- Published: Friday, 17 January 2020 09:00
Lit up on a billboard so everyone sees them in neon
-In Neon, Elton John
For a century, neon lights have been synonymous – even metonymous – with marketing, entertainment, and nightlife. This month marks the 105th anniversary of neon lighting being patented in the US, so it seems like a good time to explore the physics behind the lights.
Gas discharge lighting uses the ionization of a gas to produce light. An electric field is created in the tube that strips some of the outer electrons from the atoms of the gas in the tube. These free electrons flow towards the positively charged anode on one end of the tube, while the now positively charged atoms flow towards the negatively charged cathode. They collide with other neutrally-charged atoms, exchanging charge and gaining energy from the collisions; when these now higher-energy atoms release this excess energy, they produce light. The color of this light is determined by the structure of the atoms; each produces a distinctive spectrum.
When first created as an experiment, these tubes were filled with a variety of gases, and often burned out quickly. French scientist Georges Claude discovered that using noble gases like neon and argon, which do not react with most other materials, greatly extended their lifespan; and also developed better ways of keeping the electrical power steady in the tube. This made them practical for lighting and signage, and he was able to patent the device; a patent was approved in the US on January 19, 1914.

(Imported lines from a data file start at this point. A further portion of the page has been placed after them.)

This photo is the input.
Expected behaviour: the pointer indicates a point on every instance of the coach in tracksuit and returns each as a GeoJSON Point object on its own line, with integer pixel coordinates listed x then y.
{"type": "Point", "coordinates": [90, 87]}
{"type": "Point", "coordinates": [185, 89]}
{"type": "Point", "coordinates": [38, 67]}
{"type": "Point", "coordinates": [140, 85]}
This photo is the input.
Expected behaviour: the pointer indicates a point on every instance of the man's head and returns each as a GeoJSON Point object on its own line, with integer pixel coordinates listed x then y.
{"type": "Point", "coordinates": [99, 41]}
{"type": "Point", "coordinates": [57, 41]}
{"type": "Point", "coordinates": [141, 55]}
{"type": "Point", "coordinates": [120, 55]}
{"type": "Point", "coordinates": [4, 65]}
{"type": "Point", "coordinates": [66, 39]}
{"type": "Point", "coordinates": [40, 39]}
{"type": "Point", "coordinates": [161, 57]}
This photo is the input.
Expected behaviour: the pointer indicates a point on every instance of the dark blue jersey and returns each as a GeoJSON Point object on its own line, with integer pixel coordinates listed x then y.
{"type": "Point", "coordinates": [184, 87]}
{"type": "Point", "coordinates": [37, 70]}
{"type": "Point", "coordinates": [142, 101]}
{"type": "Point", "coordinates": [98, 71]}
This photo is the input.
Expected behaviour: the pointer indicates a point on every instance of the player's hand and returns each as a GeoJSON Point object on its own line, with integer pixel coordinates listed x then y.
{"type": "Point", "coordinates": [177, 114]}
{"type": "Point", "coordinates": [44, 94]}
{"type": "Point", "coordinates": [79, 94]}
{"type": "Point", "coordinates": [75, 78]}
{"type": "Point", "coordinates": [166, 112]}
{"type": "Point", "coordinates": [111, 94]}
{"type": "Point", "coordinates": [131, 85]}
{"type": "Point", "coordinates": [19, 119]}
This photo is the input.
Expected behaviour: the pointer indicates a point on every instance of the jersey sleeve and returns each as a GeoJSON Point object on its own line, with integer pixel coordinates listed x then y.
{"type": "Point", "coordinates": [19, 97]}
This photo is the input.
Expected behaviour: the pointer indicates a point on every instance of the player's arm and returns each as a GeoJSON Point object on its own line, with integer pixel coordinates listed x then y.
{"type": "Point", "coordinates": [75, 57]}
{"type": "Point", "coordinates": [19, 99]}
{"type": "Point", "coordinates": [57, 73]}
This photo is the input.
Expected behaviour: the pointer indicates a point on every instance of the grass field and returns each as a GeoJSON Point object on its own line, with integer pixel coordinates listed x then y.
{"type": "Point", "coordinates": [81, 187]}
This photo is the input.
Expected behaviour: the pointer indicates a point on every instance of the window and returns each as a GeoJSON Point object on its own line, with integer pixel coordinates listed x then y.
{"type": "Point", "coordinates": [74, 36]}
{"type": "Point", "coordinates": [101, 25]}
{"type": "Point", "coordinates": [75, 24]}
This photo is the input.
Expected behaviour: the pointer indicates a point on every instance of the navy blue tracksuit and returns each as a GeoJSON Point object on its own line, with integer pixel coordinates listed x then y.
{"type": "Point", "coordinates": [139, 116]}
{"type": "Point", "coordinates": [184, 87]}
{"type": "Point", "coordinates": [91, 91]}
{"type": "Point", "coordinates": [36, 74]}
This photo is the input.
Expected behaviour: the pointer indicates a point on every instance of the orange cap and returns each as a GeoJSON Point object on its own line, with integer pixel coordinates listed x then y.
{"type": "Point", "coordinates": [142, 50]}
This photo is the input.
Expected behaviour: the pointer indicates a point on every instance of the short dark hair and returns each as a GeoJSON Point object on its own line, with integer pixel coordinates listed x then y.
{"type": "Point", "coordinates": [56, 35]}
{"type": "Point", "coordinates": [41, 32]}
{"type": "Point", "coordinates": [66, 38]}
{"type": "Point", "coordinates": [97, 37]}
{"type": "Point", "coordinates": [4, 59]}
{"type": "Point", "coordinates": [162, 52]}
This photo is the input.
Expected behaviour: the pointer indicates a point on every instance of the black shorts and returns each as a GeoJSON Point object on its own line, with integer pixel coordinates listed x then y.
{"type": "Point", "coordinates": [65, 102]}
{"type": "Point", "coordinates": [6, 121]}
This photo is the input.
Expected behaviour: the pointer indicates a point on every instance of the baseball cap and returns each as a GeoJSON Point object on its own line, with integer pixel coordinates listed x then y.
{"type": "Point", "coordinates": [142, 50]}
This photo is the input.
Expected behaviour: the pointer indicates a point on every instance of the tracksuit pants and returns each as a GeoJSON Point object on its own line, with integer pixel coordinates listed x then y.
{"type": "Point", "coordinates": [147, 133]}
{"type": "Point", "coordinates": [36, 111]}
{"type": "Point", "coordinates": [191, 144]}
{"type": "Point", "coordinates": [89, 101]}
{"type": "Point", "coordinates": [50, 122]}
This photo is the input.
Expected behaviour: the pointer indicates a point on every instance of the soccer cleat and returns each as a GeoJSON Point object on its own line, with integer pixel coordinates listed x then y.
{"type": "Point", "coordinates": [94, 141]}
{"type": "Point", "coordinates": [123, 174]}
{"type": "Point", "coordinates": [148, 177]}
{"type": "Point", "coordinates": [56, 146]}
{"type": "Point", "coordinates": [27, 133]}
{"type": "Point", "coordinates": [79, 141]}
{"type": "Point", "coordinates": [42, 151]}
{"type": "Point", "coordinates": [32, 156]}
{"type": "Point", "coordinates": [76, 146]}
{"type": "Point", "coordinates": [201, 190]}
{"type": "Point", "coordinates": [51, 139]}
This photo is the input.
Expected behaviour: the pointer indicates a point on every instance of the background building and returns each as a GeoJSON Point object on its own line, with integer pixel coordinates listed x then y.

Lights like this have been used for many other purposes in the past, as well – many outdoor lamps use gas discharge lighting, though this is now being replaced in many places by more energy-efficient LED lighting. So soon we may only see gas discharge lighting in the laboratory and in artistic applications like these.
We often use straight tubes with a single gas in them in the classroom to demonstrate the spectrum of an element or compound. Many classes have used these when introducing the concept of spectroscopy or when discussing the structure of atoms; check out demonstration N2-05: Diffraction Spectra, which can be used with lightweight diffraction gratings to let every student see the spectrum of some common or popular elements. This has consistently been one of our more popular demonstrations. Less often used, though, are these classic discharge tubes (sometimes called Geissler tubes) found at P3-24. They can be a fun addition to any discussion of ionization and atomic structure.
Despite the common name, many of these signs today aren’t actually filled with neon, but argon; other gases can be used as well. In the pictures here, only one light has the distinctive red glow of neon. Colloquially, though, they tend to all be referred to as “neon lights,” if only because “gas discharge tube light” is hard to fit into a rock lyric.